Touch Me Not, but Watch Me Plenty
On viewing marathons, Shia LeBeouf and Out 1: Noli me tangere
It’s probably just a coincidence. But in the middle of the two-week theatrical debut of Out 1: Noli me tangere (receiving its world theatrical premiere, 44 years late, at the Brooklyn Academy of Music), former child star and current actor/oddball Shia LeBeouf settled into a seat at Manhattan’s Angelika Film Center, across the East River, for #ALLMYMOVIES, a three-day bit of Internet-mediated performance art during which he watched his entire filmography in reverse order. What’s more, for three days, you could tune in to a livestream of LeBeouf’s face as he watched, by turns bored, tired, interested, emotional, and—as his on-screen self got younger—more and more delighted.
The response to this stunt was remarkable, at least from my Twitter perch. When the news broke that he’d started watching (the still unreleased) Man Down on Tuesday around noon, the response from the Internet was largely, “Oh, this guy again,” which is exactly what I said. But as the days wore on, gifs started to appear of LeBeouf laughing, or crying, or (at one point) catching some zzzs during Transformers. He reportedly ordered pizza and shared it with some people in the seats nearby. Several of my own students waited in line for seven hours to sit in the theater with him for an additional three. By Thursday afternoon, responses had turned to genuine affection, as we hovered ’round the browser and watched Shia crack up at his Even Stevens-era self.
And why not? We weren’t just watching a guy watch himself. We were watching a guy watch things we, too, had seen (and who among us doesn’t harbor affection for Louis Stevens) but for the most part only dimly remember. We had gone on a weird little reverse journey into the past with him, a massive backward Boyhood filtered through his actual image and our memory of his image. We recalled who we were when we saw (or deigned to see) the movies he was acting in then, and now watching. The sheer endurance involved in his experience (physical and emotional) led to something like affection on our part and outright joy on his.

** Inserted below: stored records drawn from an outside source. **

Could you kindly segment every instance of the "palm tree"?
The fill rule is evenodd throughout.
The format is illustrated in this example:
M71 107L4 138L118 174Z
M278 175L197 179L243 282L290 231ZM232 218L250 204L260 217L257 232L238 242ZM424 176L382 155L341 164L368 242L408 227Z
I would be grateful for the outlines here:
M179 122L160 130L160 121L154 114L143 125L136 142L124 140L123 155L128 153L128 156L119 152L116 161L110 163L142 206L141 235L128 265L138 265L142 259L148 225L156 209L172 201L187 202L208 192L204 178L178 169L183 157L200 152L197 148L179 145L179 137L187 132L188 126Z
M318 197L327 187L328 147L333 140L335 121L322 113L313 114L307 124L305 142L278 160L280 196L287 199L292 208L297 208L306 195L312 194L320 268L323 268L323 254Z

Like I said, it’s probably a coincidence that during the same stretch of time, a bunch of cinephiles, hardy or foolish or both, were spending $50 plus popcorn money to sit in a theater for 13 hours for Jacques Rivette’s 1971 film OUT 1: Noli me tangere. I was one of them, perching dead center for all eight “episodes” of the film over two days. In the sprawling narrative, two different Parisian theater groups are rehearsing plays by Aeschylus (Seven Against Thebes and Prometheus Bound), while one young deaf-mute man panhandles and a bewitching young women swindles. Also there’s some kind of conspiratorial group modeled on the “Thirteen” of Balzac’s novels.
Most of the first installment consists of the Prometheus group engaging in a big, loud, moaning-and-mud-slinging acting exercise that begins with pairs mirroring one another’s actions and ends (a lot later) in a pantomime of a pagan ritual. There’s other stuff going on, but this sets the tone. We’re not here to engage with an epic plot so much as settle down into the slow rhythm of real time, to live with characters over a long period. Most of the characters are actors, conscious always of being watched (and trying not to be). And those characters are played by real actors who know they’re in a film. So we’re several layers deep, as audience members.